The political-correctness / postmodern stuff people shriek about is a very secondary factor -- many in history and English are pretty "traditional", and very few are devout postmedernists or leftists.


(So why do **I** bitch about postmodernism? Because of stuff I read and conversations with friends on their way to and from grad school).

Posted by: zizka at December 23, 2003 08:15 PM
4

I wonder what the numbers and comparisons given actually mean. Consider this
"upwards of half of all undergraduate teaching is now done not by fulltime faculty"
Now how is undergraduate teaching measured? By amount of hours spent in classrooms or in the actual number of classes taught or some other metric? A simple example of why this can be misleading.

Say there is a class with 50 students. In addition to the lectures headed by a professor, there is 1 weekly tutorial which are headed by grad. students. So say there are 25 students per tutorial. Now this class will have 1 professor and 2 grad students. It will be strictly correct to claim the following :
Lectures : 1
Tutorials : 2
Total : 3
we can get
% classes taught by faculty : 33.33%
% classes taught by grad. students : 66.66%

Now anyone who has been in college will know that this scenario I have just mentioned is rather common. But the way these stats are considered can be very misleading. There are different ways of manipulating these calculations to have different results.

Following this line of thought, we can then ask more legitimate questions about "more than 40% of the professoriate works part-time".

I am not claiming that these numbers are right or wrong. The point is that we need to have multiple sources of information before we pass judgement.
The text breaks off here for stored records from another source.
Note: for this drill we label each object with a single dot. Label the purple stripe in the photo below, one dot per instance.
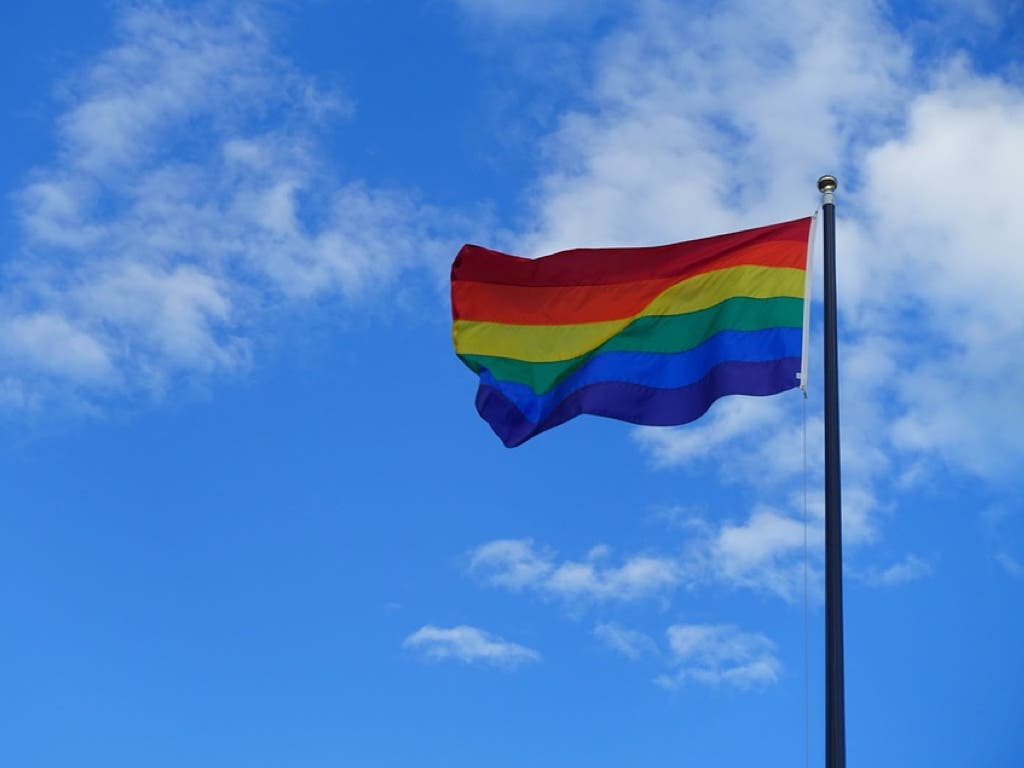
(640, 404)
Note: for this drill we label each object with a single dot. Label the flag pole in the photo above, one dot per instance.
(835, 697)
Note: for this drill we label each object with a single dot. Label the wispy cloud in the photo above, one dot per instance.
(1011, 564)
(720, 654)
(910, 568)
(517, 564)
(187, 198)
(630, 643)
(699, 125)
(468, 644)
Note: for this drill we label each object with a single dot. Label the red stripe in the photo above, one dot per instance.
(590, 266)
(524, 305)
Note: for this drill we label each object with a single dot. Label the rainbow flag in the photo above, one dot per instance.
(647, 335)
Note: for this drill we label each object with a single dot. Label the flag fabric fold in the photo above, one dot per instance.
(645, 335)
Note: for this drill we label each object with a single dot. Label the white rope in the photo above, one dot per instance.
(807, 684)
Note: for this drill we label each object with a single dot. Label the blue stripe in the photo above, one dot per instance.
(653, 370)
(638, 403)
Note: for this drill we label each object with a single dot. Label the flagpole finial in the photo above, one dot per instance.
(826, 185)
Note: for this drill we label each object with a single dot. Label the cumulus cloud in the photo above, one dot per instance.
(185, 200)
(468, 644)
(720, 654)
(701, 124)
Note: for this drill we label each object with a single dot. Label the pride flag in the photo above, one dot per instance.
(646, 335)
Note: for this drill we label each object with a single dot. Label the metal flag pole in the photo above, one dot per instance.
(835, 707)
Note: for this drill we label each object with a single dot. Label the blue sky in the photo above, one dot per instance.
(250, 516)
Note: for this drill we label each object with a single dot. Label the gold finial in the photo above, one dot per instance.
(827, 184)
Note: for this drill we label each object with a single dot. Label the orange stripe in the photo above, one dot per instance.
(526, 305)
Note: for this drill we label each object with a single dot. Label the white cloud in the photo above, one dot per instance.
(630, 643)
(519, 11)
(186, 200)
(468, 644)
(1010, 564)
(698, 125)
(518, 564)
(720, 654)
(910, 568)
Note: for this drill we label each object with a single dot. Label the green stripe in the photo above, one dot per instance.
(669, 334)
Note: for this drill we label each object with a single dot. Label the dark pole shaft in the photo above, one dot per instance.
(835, 707)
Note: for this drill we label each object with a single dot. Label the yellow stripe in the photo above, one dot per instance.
(551, 343)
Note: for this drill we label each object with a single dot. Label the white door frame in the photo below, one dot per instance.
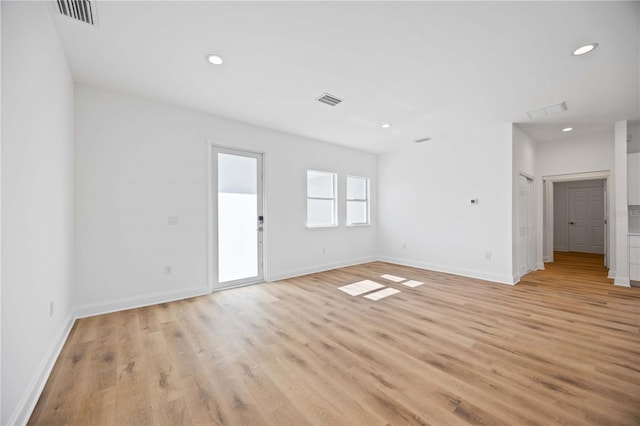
(212, 209)
(531, 259)
(548, 182)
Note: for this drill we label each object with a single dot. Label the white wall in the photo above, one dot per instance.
(633, 128)
(139, 162)
(580, 154)
(426, 218)
(621, 210)
(561, 210)
(37, 204)
(524, 162)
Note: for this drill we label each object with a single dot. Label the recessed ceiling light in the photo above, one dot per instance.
(214, 59)
(585, 49)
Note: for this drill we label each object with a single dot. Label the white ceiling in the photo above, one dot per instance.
(424, 67)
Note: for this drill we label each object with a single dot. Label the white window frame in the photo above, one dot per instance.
(366, 200)
(334, 199)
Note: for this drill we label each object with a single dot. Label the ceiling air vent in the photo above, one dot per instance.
(547, 110)
(81, 10)
(329, 99)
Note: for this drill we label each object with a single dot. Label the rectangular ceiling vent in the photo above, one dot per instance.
(80, 10)
(329, 99)
(547, 110)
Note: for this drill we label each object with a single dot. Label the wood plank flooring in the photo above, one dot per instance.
(561, 347)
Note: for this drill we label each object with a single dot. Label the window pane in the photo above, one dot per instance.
(357, 212)
(319, 184)
(320, 212)
(356, 188)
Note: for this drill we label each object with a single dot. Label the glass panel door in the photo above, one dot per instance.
(239, 217)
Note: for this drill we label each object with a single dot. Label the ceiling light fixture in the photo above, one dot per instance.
(214, 59)
(585, 49)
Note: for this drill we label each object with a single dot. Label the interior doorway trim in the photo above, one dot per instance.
(212, 191)
(548, 182)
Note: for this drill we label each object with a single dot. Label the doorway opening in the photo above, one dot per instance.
(526, 219)
(236, 217)
(575, 219)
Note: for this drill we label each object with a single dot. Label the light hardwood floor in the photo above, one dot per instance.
(561, 347)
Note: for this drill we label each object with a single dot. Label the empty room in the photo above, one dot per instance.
(306, 213)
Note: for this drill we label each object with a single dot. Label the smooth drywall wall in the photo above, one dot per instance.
(37, 202)
(579, 154)
(426, 215)
(561, 210)
(139, 162)
(621, 210)
(524, 163)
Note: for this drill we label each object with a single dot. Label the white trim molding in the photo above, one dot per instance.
(469, 273)
(117, 305)
(292, 273)
(30, 398)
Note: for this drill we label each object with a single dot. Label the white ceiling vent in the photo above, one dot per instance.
(547, 110)
(422, 140)
(80, 10)
(329, 99)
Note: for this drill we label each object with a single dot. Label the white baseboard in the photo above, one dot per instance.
(622, 282)
(100, 308)
(470, 273)
(29, 399)
(292, 273)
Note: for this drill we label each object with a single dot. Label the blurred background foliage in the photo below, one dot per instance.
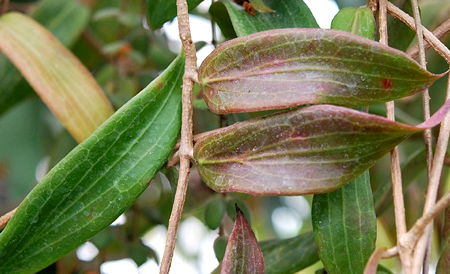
(123, 45)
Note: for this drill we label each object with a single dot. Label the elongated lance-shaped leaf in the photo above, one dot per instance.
(287, 14)
(242, 254)
(344, 220)
(62, 82)
(289, 255)
(314, 149)
(96, 181)
(344, 224)
(66, 20)
(282, 68)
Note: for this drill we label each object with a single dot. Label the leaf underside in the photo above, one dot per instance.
(242, 254)
(98, 180)
(283, 68)
(314, 149)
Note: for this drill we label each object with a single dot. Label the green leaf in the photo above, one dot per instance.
(66, 20)
(344, 224)
(314, 149)
(219, 14)
(288, 14)
(242, 254)
(289, 255)
(350, 3)
(214, 212)
(359, 21)
(161, 11)
(98, 180)
(59, 78)
(282, 68)
(260, 6)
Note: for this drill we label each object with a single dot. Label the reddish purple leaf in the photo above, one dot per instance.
(314, 149)
(282, 68)
(243, 254)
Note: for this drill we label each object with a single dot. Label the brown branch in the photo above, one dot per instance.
(397, 188)
(410, 239)
(190, 75)
(5, 6)
(433, 186)
(5, 218)
(427, 135)
(437, 45)
(372, 263)
(439, 32)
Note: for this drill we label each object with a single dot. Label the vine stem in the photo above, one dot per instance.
(437, 45)
(397, 188)
(185, 151)
(435, 176)
(438, 32)
(427, 135)
(5, 218)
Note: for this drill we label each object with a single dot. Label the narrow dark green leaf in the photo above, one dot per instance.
(359, 21)
(66, 20)
(288, 14)
(289, 255)
(344, 224)
(161, 11)
(242, 254)
(98, 180)
(219, 14)
(282, 68)
(350, 3)
(314, 149)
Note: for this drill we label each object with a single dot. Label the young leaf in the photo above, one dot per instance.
(71, 19)
(161, 11)
(242, 254)
(98, 180)
(289, 255)
(359, 21)
(282, 68)
(344, 224)
(62, 82)
(288, 14)
(315, 149)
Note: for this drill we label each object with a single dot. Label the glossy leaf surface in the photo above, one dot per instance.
(344, 224)
(314, 149)
(71, 19)
(98, 180)
(242, 254)
(62, 82)
(289, 255)
(282, 68)
(161, 11)
(288, 14)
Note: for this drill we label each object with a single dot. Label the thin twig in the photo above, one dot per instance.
(372, 263)
(397, 188)
(410, 239)
(5, 6)
(439, 32)
(190, 75)
(427, 135)
(437, 45)
(432, 191)
(5, 218)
Posted by: Passing_through at December 24, 2003 11:02 AM
5

The other "commercialization" issue is the pressure on researchers in areas of the social sciences to get funding even if they don't need it to do their research (or very little money) in order to fund grad students as RAs and the university through overhead. This diverts them away from doing things that are less fundable which are often of better quality in my opinion. A lot of stuff that is funded (more so outside the US) looks totally not what a university ought to be doing. Also when you are thinking how you can please funders rather than what is the best science, your overall creativity suffers.